Tag Meir is made up of 49 different organisations from across the religious and political spectrum. He says: “In the beginning we went for solidarity visits to places where extreme Jews attacked mosques, churches and monasteries, and we collected friends. After a few years they joined Tag Meir.

“We have visited every mosque and church that has been attacked in the last 12 years. Usually we come with an olive tree to show we are talking peace, we tell them that we are sorry and ashamed [for the attack] and we sit down and drink coffee. The most important thing is to be in touch with the victims,” the charity leader says.

Gvaryahu says the attacks have increased as a result of extremists “taking advantage of the war” – and also after the coalition government that included the far right formed in 2023.

The scale of the internal conflict for Israel’s soul is almost overwhelming for the coexistence activist. He says: “We have a huge fight on our hands in Israel. What will the state look like, are we going to be a Jewish democracy or a theocracy?”
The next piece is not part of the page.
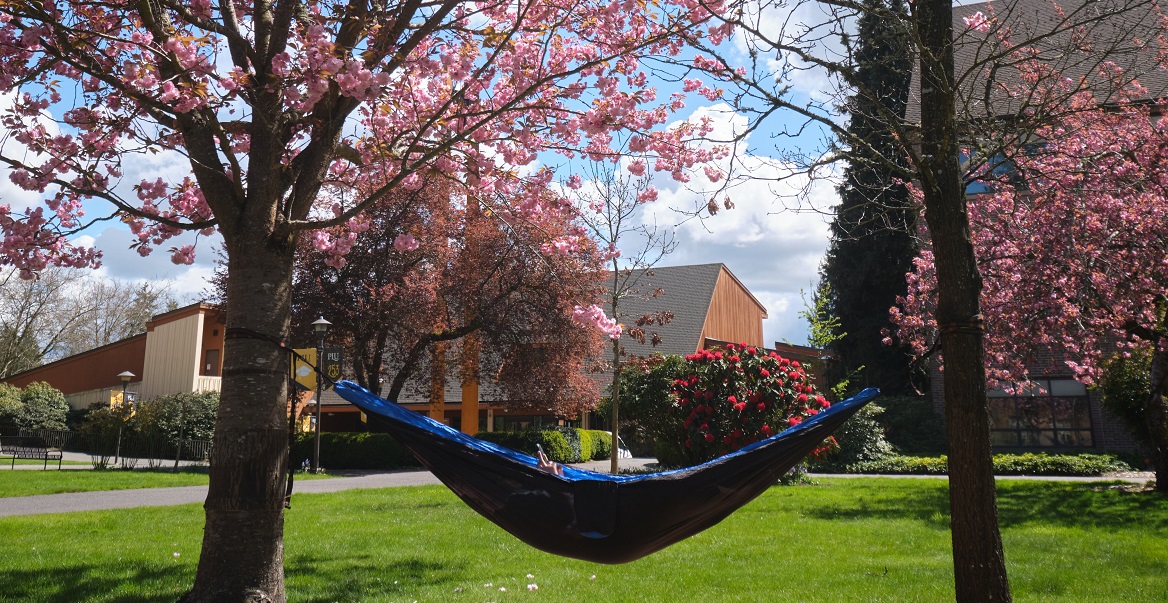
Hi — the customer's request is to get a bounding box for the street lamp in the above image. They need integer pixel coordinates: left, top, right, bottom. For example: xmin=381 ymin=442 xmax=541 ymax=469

Gvaryahu’s organisation appealed against far-right politician Itamar Ben Gvir’s nomination as Minister of National Security. It took the courts a year to reject Tag Meir’s appeal, but Gvaryahu stands firm in his defence of democratic institutions in Israel.

“I am religious Zionist; I believe that there is a strong connection between being Jewish and being democratic,” he says.

The charity leader became socially active after the assassination of former prime minister Yitzhak Rabin in 1995. He started an Orthodox synagogue in Rabin’s name in his home town of Rehovot, which is now a hub for around 100 families.

“After Rabin was assassinated by an Orthodox Jew, I understood that if we were not active then the extremists will lead the country and then we will not have a Jewish state.

“Extremists will either destroy Israel or it won’t be a democracy I want to live in any more.

“All Jewish people should join this fight; the Jewish state is not just for Jews but everyone, it’s a Jewish democracy and we should fight for it together,” he says.

As he gets ready to head to Mahaneh Yehudah Market to give away another box of dates, Gvaryahu thinks about his grandchildren. “When they ask us, what did you do? We will be able to show them”, he says.